According to Cai, the needed solution comes from bolstering the middle class, because it will help to bridge the gaps between all levels of the economy and make for a more level socioeconomic playing field within the region. 

“If you think about the collective asset book value of all the microfinance added together, versus the capital needs of that entire ecosystem of the informal middle class to lower-middle-class economy, the financing is a tiny, tiny fraction of what’s needed,” said Cai.

Elevating VC in LatAm

Private equity hasn’t generally done well in the LatAm region for an onslaught of different reasons to date, but mainly because of who the asset allocators are. In part, this is because Latin America still lacks a lot of the entrepreneurial infrastructure that startups need, such as more seed investors. It also has to do with the fact that international private equity firms haven’t been willing to allocate funds to local private equity firms—making the area starved of capital.

Credit: Crunchbase News

Despite this broken past, the tide seems to be turning in LatAm’s favor, with VC investments coming in at more than $15.7 billion for the region in 2021, more than in the previous ten years combined, and private capital as a whole reaching a new record of $29.4 billion in the region.

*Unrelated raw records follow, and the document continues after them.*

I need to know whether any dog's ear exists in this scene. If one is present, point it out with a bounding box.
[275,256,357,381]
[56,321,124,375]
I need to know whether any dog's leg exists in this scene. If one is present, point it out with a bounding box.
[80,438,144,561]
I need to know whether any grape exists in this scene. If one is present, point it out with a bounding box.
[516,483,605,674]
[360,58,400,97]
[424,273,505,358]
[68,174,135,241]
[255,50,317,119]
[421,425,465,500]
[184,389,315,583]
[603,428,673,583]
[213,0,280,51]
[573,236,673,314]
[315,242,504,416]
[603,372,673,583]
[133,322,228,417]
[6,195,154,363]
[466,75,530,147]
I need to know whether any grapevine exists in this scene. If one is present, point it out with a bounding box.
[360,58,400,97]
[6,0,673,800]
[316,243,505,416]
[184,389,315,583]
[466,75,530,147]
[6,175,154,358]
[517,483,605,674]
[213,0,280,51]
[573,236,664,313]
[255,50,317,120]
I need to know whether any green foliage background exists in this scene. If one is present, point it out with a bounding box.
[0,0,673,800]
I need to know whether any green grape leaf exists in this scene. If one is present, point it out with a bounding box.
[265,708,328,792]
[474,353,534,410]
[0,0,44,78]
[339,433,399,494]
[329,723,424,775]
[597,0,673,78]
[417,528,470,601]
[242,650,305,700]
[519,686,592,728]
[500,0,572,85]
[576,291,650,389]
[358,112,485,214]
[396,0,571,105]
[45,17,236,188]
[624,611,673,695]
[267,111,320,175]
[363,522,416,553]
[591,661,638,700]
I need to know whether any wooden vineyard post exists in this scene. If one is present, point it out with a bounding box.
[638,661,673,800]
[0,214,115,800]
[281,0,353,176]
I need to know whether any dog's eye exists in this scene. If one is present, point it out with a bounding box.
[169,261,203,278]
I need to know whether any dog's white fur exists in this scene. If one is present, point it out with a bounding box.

Cai’s company, Polymath, is a venture studio that is geared at being a liaison to LatAm as it navigates this huge metamorphosis. Helping to build large and transformative companies for LatAm’s emerging middle-class, they believe that a sizable and empowered middle class is the foundation of a more equal, stable, and prosperous society. 

This in turn makes for a more fertile investment marketplace for venture capitalists. As LatAm puts itself on the VC map, it is important to keep these metrics in mind so that its investment boom can be not only prosperous but one that is equitable as well.